Braukaiser did some experiments here: http://braukaiser.com/wiki/index.php?title=Lactate_Taste_Threshold_experiment

Personally I've been using Lactic Acid 88% now over the past bunch of beers I've made and I haven't really detected it in the flavor for the mostpart but I have noticed a significant improvement in my beers. I tend to think it also might come down to the type of beer. For example, the only time I seemed to detect a bit of the lactic "tartness" on the back of my tongue was with my latest Amber Ale. It was very subtle, and perhaps it wasn't the lactic, but it seemed to taste like when people describe tasting lactic in their beers. I used a total of 4.35ml of lactic acid. However, I've not tasted this on any other beer I've used it in whatsoever. The highest amount I've used was in my IPA and that was 5.5ml and I didn't taste it at all, not in the slightest, the beer was great. I usually only use .5ml for the sparge water with the rest being in the mash.

Most recently I used lactic acid in my hefeweizen, which normally has a tart taste that I've been dealing with trying to eliminate, and the beer came out the best it's ever been. I did also use O2 aeration though which was also a first for my hefeweizen.

So, overall I don't think it's really detectable unless one uses noticeably too much. I personally wouldn't ever go past 5.5ml total for my 5 gallon batches. I've also been lessening the amount used a bit, trying to keep it under 4ml total where possible. So basically I only think I've ever noticed it once in close to 10 batches and it might not have actually been the lactic acid for all I know.


Rev.
 
While I don't necessarily agree with it (I think you can go higher), I recall the number being around 7 ml per 5 gallon batch but maybe I'm remembering things incorrectly.
 
Thanks guys. I've been using 3ml in a Pils to bring my PH down to 5.4 but I want to go a bit lower around 5.2-5.3 so another ml shouldn't hurt.
 
Thanks guys.
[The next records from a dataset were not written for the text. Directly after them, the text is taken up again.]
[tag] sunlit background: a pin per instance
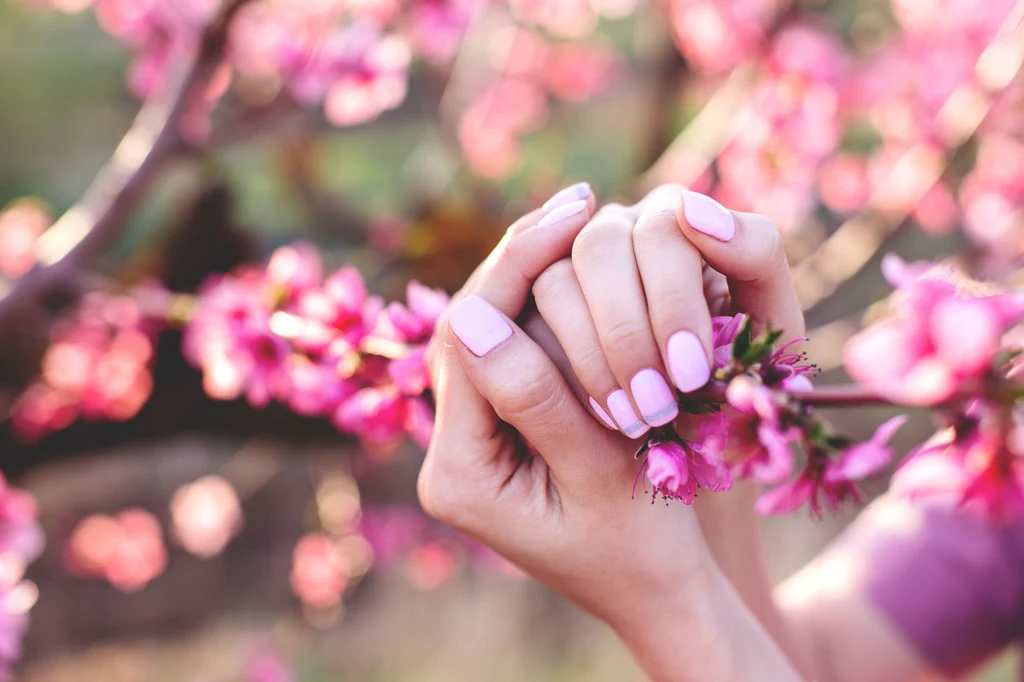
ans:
(190, 539)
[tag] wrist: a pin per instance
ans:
(698, 629)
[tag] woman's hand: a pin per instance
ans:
(561, 509)
(630, 313)
(632, 308)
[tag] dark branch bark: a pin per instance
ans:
(102, 213)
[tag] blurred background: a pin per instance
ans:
(199, 540)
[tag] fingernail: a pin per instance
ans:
(570, 194)
(562, 213)
(798, 384)
(478, 325)
(602, 414)
(687, 361)
(628, 421)
(708, 216)
(653, 396)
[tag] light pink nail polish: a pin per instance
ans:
(628, 421)
(653, 396)
(478, 325)
(563, 213)
(687, 361)
(602, 414)
(570, 194)
(708, 216)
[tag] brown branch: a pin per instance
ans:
(102, 212)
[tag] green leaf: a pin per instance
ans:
(741, 345)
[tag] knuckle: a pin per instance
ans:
(623, 336)
(656, 226)
(590, 365)
(553, 281)
(772, 251)
(531, 398)
(598, 239)
(440, 497)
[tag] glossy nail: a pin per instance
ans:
(687, 361)
(654, 397)
(628, 421)
(602, 414)
(478, 325)
(570, 194)
(562, 214)
(708, 216)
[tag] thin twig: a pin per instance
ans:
(103, 211)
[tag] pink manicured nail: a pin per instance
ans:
(687, 361)
(708, 216)
(628, 421)
(478, 325)
(570, 194)
(653, 396)
(563, 213)
(602, 414)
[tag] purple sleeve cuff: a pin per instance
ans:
(952, 586)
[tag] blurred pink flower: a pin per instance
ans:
(265, 665)
(20, 224)
(716, 35)
(205, 515)
(97, 367)
(865, 459)
(127, 550)
(938, 341)
(317, 573)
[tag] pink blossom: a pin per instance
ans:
(715, 35)
(126, 550)
(97, 367)
(318, 578)
(676, 469)
(205, 515)
(865, 459)
(20, 224)
(939, 340)
(760, 441)
(265, 665)
(376, 415)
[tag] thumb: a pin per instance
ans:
(521, 383)
(748, 249)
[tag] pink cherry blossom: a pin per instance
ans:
(127, 550)
(939, 340)
(865, 459)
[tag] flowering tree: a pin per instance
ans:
(844, 133)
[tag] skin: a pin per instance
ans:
(683, 587)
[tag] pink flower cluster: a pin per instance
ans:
(717, 35)
(756, 427)
(162, 32)
(20, 544)
(126, 550)
(940, 342)
(991, 196)
(790, 127)
(321, 345)
(324, 566)
(977, 462)
(96, 367)
(20, 225)
(517, 100)
(351, 57)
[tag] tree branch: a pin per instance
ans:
(102, 212)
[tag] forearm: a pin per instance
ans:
(732, 530)
(701, 632)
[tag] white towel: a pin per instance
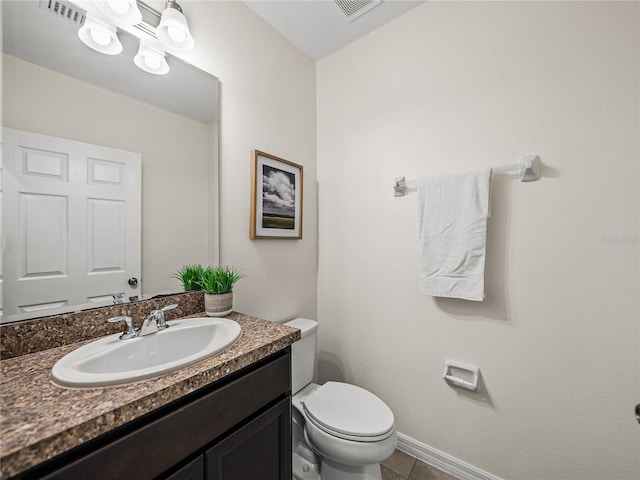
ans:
(452, 231)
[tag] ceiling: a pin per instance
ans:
(319, 27)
I've been using 3ml in a Pils to bring my PH down to 5.4 but I want to go a bit lower around 5.2-5.3 so another ml shouldn't hurt.
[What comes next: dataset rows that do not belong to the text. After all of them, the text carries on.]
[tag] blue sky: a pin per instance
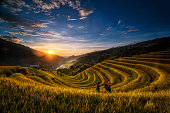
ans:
(73, 27)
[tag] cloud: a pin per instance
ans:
(119, 22)
(128, 31)
(68, 18)
(126, 28)
(70, 26)
(81, 27)
(109, 28)
(12, 39)
(14, 5)
(101, 34)
(85, 12)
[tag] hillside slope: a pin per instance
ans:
(139, 84)
(158, 44)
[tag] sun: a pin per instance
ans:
(50, 52)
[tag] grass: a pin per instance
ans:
(139, 84)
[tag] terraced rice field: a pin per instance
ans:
(141, 76)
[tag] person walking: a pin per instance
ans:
(98, 87)
(109, 89)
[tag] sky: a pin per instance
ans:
(74, 27)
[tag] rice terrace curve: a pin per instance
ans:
(139, 84)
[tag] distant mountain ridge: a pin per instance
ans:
(158, 44)
(17, 54)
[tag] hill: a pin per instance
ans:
(138, 84)
(158, 44)
(16, 54)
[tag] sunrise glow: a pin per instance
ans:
(50, 52)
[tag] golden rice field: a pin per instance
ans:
(139, 84)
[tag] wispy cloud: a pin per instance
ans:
(128, 31)
(82, 18)
(85, 12)
(101, 34)
(81, 27)
(108, 28)
(119, 22)
(126, 28)
(68, 18)
(16, 21)
(12, 39)
(70, 26)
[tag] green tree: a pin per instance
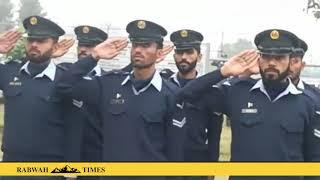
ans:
(231, 49)
(30, 8)
(6, 14)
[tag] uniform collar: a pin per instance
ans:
(292, 89)
(97, 69)
(174, 77)
(156, 81)
(300, 85)
(50, 70)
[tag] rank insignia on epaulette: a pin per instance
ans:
(317, 133)
(179, 124)
(118, 99)
(15, 82)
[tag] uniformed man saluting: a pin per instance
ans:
(203, 127)
(140, 121)
(85, 136)
(259, 131)
(33, 123)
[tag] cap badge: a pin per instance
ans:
(184, 33)
(274, 34)
(141, 24)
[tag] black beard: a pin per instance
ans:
(273, 83)
(42, 58)
(183, 69)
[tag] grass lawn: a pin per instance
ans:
(224, 143)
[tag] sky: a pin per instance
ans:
(217, 20)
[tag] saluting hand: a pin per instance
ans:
(8, 41)
(109, 48)
(164, 52)
(63, 47)
(240, 63)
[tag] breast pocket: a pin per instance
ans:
(250, 120)
(12, 92)
(293, 135)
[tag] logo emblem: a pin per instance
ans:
(184, 33)
(141, 24)
(274, 34)
(33, 21)
(85, 29)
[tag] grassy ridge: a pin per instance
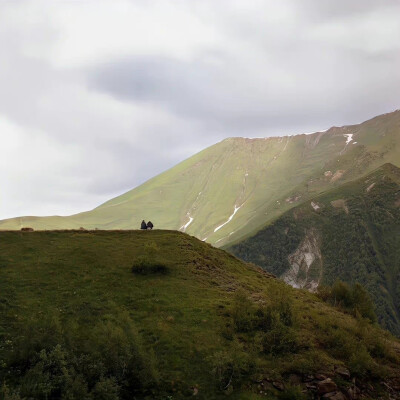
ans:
(357, 227)
(76, 322)
(257, 174)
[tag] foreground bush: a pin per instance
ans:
(109, 362)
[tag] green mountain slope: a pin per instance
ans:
(236, 186)
(351, 233)
(77, 322)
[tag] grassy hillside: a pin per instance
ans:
(350, 233)
(259, 178)
(162, 315)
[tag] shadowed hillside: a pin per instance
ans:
(162, 315)
(230, 189)
(351, 233)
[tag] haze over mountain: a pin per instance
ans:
(233, 188)
(351, 233)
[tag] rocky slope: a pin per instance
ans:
(351, 233)
(229, 190)
(161, 315)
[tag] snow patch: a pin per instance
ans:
(183, 227)
(229, 219)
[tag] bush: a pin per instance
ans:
(279, 340)
(292, 393)
(145, 266)
(354, 299)
(361, 363)
(242, 312)
(231, 366)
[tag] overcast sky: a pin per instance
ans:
(98, 96)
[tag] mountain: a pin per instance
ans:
(229, 190)
(159, 314)
(351, 233)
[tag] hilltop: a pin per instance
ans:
(229, 190)
(351, 233)
(162, 315)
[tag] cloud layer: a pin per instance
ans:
(98, 96)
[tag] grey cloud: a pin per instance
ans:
(119, 121)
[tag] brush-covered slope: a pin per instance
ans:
(351, 233)
(226, 191)
(76, 322)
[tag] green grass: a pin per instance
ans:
(358, 237)
(209, 184)
(69, 298)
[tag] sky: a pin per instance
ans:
(98, 96)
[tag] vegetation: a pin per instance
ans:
(358, 235)
(76, 323)
(354, 299)
(266, 178)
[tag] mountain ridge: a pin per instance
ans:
(197, 197)
(351, 233)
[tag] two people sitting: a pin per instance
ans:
(149, 225)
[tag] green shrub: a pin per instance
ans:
(361, 363)
(106, 389)
(354, 299)
(292, 393)
(279, 340)
(231, 366)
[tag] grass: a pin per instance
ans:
(358, 237)
(76, 290)
(263, 173)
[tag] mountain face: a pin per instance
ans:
(351, 233)
(235, 187)
(159, 314)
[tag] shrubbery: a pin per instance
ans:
(104, 363)
(354, 299)
(148, 263)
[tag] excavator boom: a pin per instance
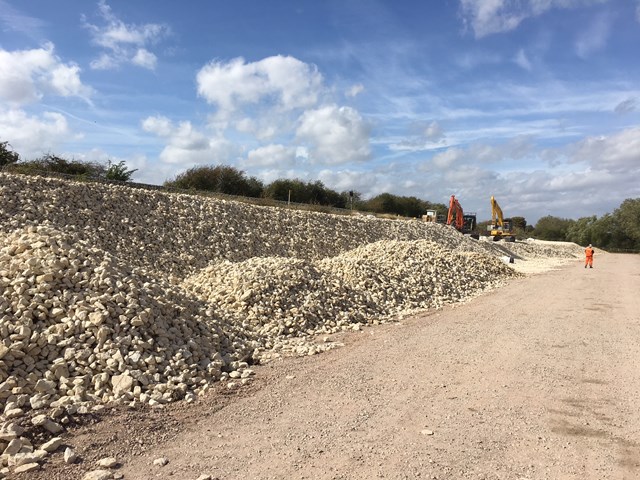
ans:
(500, 227)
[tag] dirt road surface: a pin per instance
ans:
(537, 380)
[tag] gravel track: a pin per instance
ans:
(536, 380)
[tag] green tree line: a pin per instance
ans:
(227, 180)
(617, 231)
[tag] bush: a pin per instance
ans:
(7, 157)
(119, 172)
(221, 179)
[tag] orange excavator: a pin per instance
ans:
(463, 223)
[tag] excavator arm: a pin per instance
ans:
(496, 213)
(455, 211)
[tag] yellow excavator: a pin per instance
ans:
(500, 228)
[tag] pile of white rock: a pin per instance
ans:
(177, 235)
(110, 294)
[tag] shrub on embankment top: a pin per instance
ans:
(175, 234)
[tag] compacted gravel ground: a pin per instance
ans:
(538, 379)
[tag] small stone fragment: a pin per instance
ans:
(27, 467)
(108, 462)
(161, 462)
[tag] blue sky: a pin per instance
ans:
(536, 102)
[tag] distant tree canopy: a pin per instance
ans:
(302, 192)
(55, 164)
(221, 179)
(7, 156)
(403, 206)
(119, 172)
(619, 230)
(552, 228)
Around 3 mL of the 88% stuff should get you to around 5.4 for a mash of 90% malt like Weyermanns Pils depending on what else is in there assuming 3.5 gal mash water and 10 lbs malt but such a mash is going to have a buffering around -212 mEq/kg•pH so that dropping it another 0.1 pH is going to take about 21 mEq of acid. As 88% lactic is about 12 N that almost 2 mL more. Dropping it another 0.1 to 5.2 is going to take another 2 for a total of 7. That strikes me as quite a bit. More to the point: why do you want to go so low? 5.4 is, IMO, at the low end of where you want to be.
 
Around 3 mL of the 88% stuff should get you to around 5.4 for a mash of 90% malt like Weyermanns Pils depending on what else is in there assuming 3.5 gal mash water and 10 lbs malt but such a mash is going to have a buffering around -212 mEq/kg•pH so that dropping it another 0.1 pH is going to take about 21 mEq of acid. As 88% lactic is about 12 N that almost 2 mL more. Dropping it another 0.1 to 5.2 is going to take another 2 for a total of 7. That strikes me as quite a bit. More to the point: why do you want to go so low? 5.4 is, IMO, at the low end of where you want to be.
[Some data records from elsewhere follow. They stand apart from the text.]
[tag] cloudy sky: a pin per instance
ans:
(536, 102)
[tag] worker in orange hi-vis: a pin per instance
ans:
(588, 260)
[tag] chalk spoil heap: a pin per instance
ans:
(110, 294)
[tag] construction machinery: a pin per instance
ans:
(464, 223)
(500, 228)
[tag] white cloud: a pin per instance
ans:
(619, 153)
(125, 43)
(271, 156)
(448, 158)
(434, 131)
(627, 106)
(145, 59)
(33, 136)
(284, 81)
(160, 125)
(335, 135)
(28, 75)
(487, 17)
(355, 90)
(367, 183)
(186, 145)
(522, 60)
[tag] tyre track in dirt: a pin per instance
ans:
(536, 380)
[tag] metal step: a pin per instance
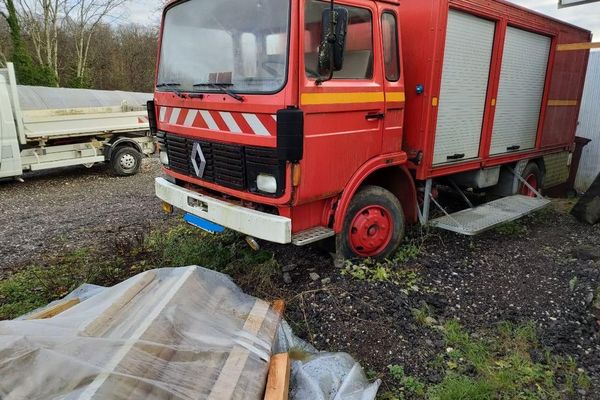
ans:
(476, 220)
(312, 235)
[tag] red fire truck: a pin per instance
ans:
(294, 121)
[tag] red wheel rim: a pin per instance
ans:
(371, 231)
(525, 190)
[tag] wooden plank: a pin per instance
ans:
(578, 46)
(55, 309)
(278, 381)
(101, 323)
(91, 390)
(234, 365)
(562, 103)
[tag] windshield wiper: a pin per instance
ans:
(174, 88)
(222, 87)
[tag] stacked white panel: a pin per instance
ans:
(467, 58)
(522, 81)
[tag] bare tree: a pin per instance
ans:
(84, 17)
(41, 19)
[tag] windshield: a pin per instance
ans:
(240, 45)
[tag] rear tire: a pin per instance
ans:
(373, 225)
(125, 161)
(533, 175)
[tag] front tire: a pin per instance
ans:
(374, 225)
(126, 161)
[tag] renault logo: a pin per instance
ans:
(198, 160)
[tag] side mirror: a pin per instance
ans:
(333, 40)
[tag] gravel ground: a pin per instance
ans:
(546, 276)
(66, 208)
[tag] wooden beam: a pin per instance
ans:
(55, 309)
(278, 381)
(578, 46)
(226, 383)
(234, 365)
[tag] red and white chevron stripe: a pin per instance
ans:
(225, 121)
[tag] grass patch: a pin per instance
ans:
(387, 271)
(500, 366)
(182, 245)
(512, 228)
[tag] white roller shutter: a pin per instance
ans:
(465, 75)
(522, 79)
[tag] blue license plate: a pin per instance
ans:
(203, 224)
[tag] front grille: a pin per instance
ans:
(229, 165)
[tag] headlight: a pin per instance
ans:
(266, 183)
(164, 158)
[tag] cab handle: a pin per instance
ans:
(374, 116)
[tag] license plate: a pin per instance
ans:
(203, 224)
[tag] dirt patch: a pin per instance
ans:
(57, 210)
(537, 273)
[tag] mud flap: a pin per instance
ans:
(587, 208)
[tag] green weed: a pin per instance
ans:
(372, 271)
(499, 366)
(409, 384)
(179, 246)
(513, 228)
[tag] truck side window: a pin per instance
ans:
(358, 54)
(389, 27)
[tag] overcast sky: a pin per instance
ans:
(587, 15)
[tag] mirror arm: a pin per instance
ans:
(331, 39)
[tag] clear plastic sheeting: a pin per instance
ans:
(323, 376)
(184, 333)
(49, 98)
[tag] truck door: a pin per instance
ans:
(393, 80)
(344, 116)
(465, 79)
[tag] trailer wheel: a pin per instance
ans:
(125, 161)
(373, 226)
(533, 176)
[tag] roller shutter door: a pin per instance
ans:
(467, 57)
(522, 79)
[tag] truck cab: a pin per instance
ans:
(299, 120)
(261, 133)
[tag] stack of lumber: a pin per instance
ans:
(185, 333)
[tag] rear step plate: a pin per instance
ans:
(479, 219)
(312, 235)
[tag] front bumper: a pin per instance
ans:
(258, 224)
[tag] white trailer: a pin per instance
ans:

Your right, I'm right at 5.4 for my Pils. Malt bill is mostly Best Pils with a touch of Munich and Carapils. I also add a small amount of calcium chloride to my very soft water. This is a 3 gallon BIAB batch and i mash in with 5 gallons of treated water.

The reason i want to lower my PH down to 5.2-5.3 is just recommendations I've read here and other forums that lighter beers benefit more in that range but that could be wrong, not sure.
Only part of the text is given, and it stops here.